Angle threshold during the pruning of graph construction.

Integer, [10, 360]

[60]

For the IP dataset, the value 120 is used, while for the L2 dataset, 60.

init_builder_type

Name of the built index algorithm.

const std::string&,

  • "RNNDescent"
  • "NNDescent"

"RNNDescent"

Unless otherwise specified, RNNDescent is preferred.

consecutive

Block size.

Integer, [1, 31]

[20]

You may adjust the value as required.

efs

Size of the candidate node list during search.
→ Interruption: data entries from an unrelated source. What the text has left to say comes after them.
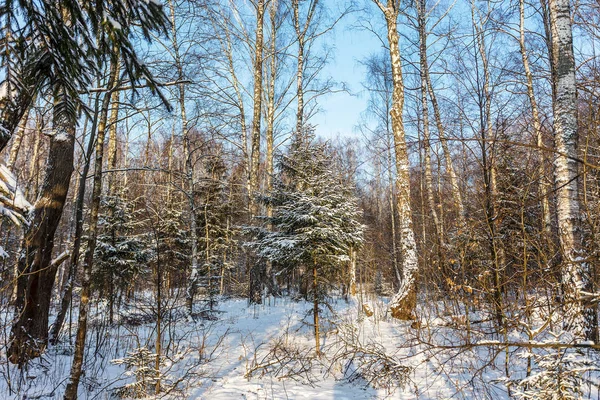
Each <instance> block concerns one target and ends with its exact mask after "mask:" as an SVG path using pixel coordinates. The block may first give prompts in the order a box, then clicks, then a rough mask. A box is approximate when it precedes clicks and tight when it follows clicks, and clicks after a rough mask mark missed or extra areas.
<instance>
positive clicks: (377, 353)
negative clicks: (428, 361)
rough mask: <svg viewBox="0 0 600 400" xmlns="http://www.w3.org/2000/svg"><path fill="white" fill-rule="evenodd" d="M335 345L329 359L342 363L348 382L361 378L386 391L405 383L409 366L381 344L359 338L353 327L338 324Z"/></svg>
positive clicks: (358, 334)
mask: <svg viewBox="0 0 600 400" xmlns="http://www.w3.org/2000/svg"><path fill="white" fill-rule="evenodd" d="M336 345H337V347H338V349H337V352H336V353H335V355H334V357H333V359H332V360H333V362H337V363H341V364H342V365H343V367H342V368H343V372H344V376H345V378H346V379H347V380H348V381H350V382H354V381H358V380H362V381H364V382H366V384H367V385H368V386H371V387H373V388H376V389H377V388H382V389H387V390H388V391H393V389H394V388H397V387H400V388H403V387H404V386H405V385H406V383H408V380H409V375H410V373H411V372H412V368H411V367H409V366H406V365H403V364H401V363H400V362H399V360H398V359H397V358H395V357H394V355H393V354H390V353H389V352H388V351H386V349H385V347H384V346H383V345H382V344H381V343H378V342H376V341H374V340H368V339H366V338H361V337H360V333H359V330H358V328H357V327H356V326H353V325H352V324H341V325H339V326H338V341H337V343H336Z"/></svg>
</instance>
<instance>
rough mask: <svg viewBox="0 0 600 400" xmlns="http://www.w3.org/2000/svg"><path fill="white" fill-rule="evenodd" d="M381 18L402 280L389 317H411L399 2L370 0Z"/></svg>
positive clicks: (411, 211) (410, 212) (409, 192)
mask: <svg viewBox="0 0 600 400" xmlns="http://www.w3.org/2000/svg"><path fill="white" fill-rule="evenodd" d="M373 1H374V2H375V4H376V5H377V7H378V8H379V10H380V11H381V12H382V14H383V16H384V17H385V22H386V27H387V41H388V46H389V57H390V60H391V66H392V85H393V94H392V108H391V110H390V116H391V126H392V132H393V134H394V156H395V164H396V182H395V186H396V205H397V210H398V225H399V226H398V229H399V233H400V258H401V262H400V265H401V270H402V282H401V283H400V288H399V289H398V292H397V293H396V295H395V296H394V297H393V298H392V300H391V302H390V310H391V313H392V316H393V317H394V318H398V319H412V318H413V317H414V315H413V311H414V308H415V306H416V303H417V281H416V280H417V274H418V260H417V244H416V241H415V235H414V231H413V221H412V211H411V205H410V173H409V170H410V164H409V161H408V147H407V143H406V137H405V130H404V120H403V116H402V112H403V107H404V82H403V79H402V59H401V58H400V44H399V35H398V15H399V12H400V2H399V1H397V0H387V3H383V2H381V1H379V0H373Z"/></svg>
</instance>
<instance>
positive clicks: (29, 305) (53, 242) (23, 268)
mask: <svg viewBox="0 0 600 400" xmlns="http://www.w3.org/2000/svg"><path fill="white" fill-rule="evenodd" d="M55 132H56V133H55V134H54V135H53V136H52V137H51V138H50V148H49V151H48V160H47V163H46V173H45V177H44V181H43V183H42V187H41V190H40V195H39V196H38V199H37V201H36V203H35V206H34V209H33V211H32V214H31V217H30V222H31V223H30V225H29V226H28V228H27V230H26V232H25V237H24V239H23V247H22V254H21V257H20V259H19V277H18V289H17V299H16V318H15V319H16V321H15V324H14V325H13V328H12V332H11V343H10V348H9V351H8V356H9V360H10V361H11V362H13V363H16V364H19V365H22V364H23V363H24V362H26V361H28V360H29V359H31V358H34V357H37V356H39V355H40V354H41V353H42V352H43V351H44V349H45V348H46V346H47V344H48V315H49V311H50V300H51V296H52V287H53V285H54V280H55V277H56V271H57V265H52V264H51V261H52V250H53V248H54V234H55V232H56V228H57V227H58V224H59V222H60V218H61V216H62V212H63V207H64V204H65V199H66V197H67V192H68V190H69V183H70V181H71V174H72V173H73V152H74V145H75V126H74V124H72V123H70V122H64V121H55Z"/></svg>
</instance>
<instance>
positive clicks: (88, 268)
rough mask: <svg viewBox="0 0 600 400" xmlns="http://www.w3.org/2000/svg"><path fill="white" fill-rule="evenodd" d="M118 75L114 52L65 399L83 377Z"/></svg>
mask: <svg viewBox="0 0 600 400" xmlns="http://www.w3.org/2000/svg"><path fill="white" fill-rule="evenodd" d="M118 75H119V55H118V52H116V51H115V55H114V56H113V57H112V59H111V62H110V73H109V79H108V83H107V88H108V89H109V91H108V92H107V93H106V94H105V95H104V99H103V101H102V108H101V110H100V117H99V122H98V134H97V138H96V159H95V162H94V180H93V188H92V199H91V206H90V223H89V226H90V228H89V232H88V240H87V248H86V252H85V255H84V259H83V277H82V282H81V299H80V301H79V318H78V321H77V334H76V339H75V352H74V354H73V363H72V364H71V373H70V377H69V383H68V384H67V387H66V389H65V396H64V398H65V400H76V399H77V388H78V387H79V380H80V379H81V372H82V368H83V359H84V354H85V338H86V336H87V314H88V310H89V301H90V292H91V276H92V268H93V264H94V252H95V250H96V240H97V237H98V219H99V212H100V197H101V195H102V162H103V158H104V139H105V135H106V128H107V119H108V108H109V106H110V99H111V97H112V96H111V92H110V91H111V90H113V89H114V88H115V85H116V83H117V80H118Z"/></svg>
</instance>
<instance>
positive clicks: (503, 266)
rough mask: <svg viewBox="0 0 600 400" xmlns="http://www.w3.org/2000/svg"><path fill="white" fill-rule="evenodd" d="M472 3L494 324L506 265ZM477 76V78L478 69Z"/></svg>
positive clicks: (485, 56)
mask: <svg viewBox="0 0 600 400" xmlns="http://www.w3.org/2000/svg"><path fill="white" fill-rule="evenodd" d="M475 12H476V5H475V2H474V1H472V2H471V19H472V21H473V29H474V36H475V40H474V43H473V45H474V46H476V47H475V50H476V54H477V53H479V58H478V57H477V55H476V58H475V62H476V69H477V71H478V72H479V63H478V61H481V67H482V69H483V85H481V90H480V91H478V93H477V96H478V107H479V125H480V135H481V141H480V146H481V164H482V169H483V186H484V212H485V217H486V223H487V228H488V246H489V252H490V256H491V262H492V267H493V271H492V273H493V277H492V279H493V282H492V305H493V308H494V314H495V318H496V323H497V324H498V327H502V326H503V325H504V314H503V296H502V289H503V276H502V274H503V272H504V268H505V265H506V260H505V254H504V248H503V247H502V242H501V241H500V240H499V221H500V218H498V205H497V198H498V190H497V178H496V162H495V151H494V147H495V143H494V131H493V124H492V112H491V107H492V96H491V93H490V70H489V63H488V58H487V51H486V48H485V35H484V34H485V32H484V28H483V26H482V25H481V22H480V21H477V20H476V18H475ZM477 79H481V78H480V76H479V73H478V75H477Z"/></svg>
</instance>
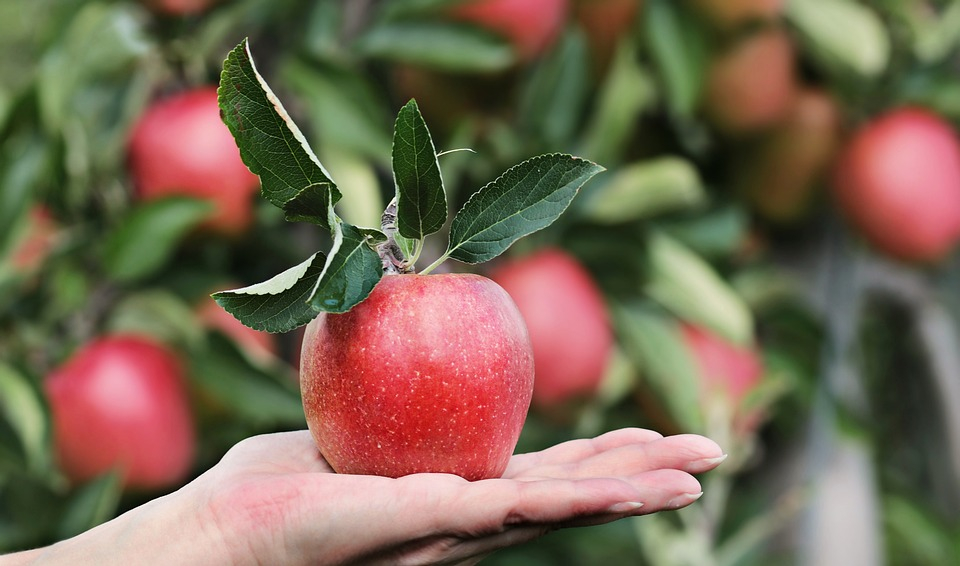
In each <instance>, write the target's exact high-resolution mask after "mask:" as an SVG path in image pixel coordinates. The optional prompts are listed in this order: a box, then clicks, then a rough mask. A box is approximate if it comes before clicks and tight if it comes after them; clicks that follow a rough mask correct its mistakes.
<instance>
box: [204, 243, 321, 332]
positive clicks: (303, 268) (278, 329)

Integer, [1, number_of_graph_construction_nodes]

[400]

For small-scale datasets, the value ranges from 10 to 500. A larger efs value leads to higher search precision but lowers search performance. It is advised to set efs to a smaller value when the precision meets the requirement.

num_search_thread

Number of threads during query.

Integer, [1, number_of_CPU_cores]

[1]

You may adjust the value as required.

build_index_type

Index type during graph construction to select a neighboring node.

const std::string &

  • "HNSW"
  • "SSG"
  • "NSG"
  • "TSDG"

"SSG"

Unless otherwise specified, SSG is preferred.

graph_opt_iter

Number of rounds for index self-iteration during graph construction.

Integer, [0, 30]

[6]

This parameter affects the graph construction time and final index quality. If the value is too large, the construction time may be too long.

reorder

Indicates whether to perform reordering after graph construction.

Boolean, true or false

[true]

This parameter affects the graph construction time and final index quality. You are advised to enable it.

adding_pref

Threshold for inserting a hyperparameter candidate set before retrieval.

Integer, greater than 0

[52]

This parameter is used to limit the retrieval path length and stop the retrieval in advance. You may adjust the value as required.

patience

Retrieval patience value.

Integer, greater than 0

[80]

This parameter is used to limit the retrieval path length and stop the retrieval in advance. You may adjust the value as required.

level

Quantization level. Range change allowed.

Integer, [0, 3]

[2]

Level 1 indicates SQ8 quantization, and level 2 indicates SQ4 quantization. For the IP dataset, the value 1 is used, while for the L2 dataset, 2.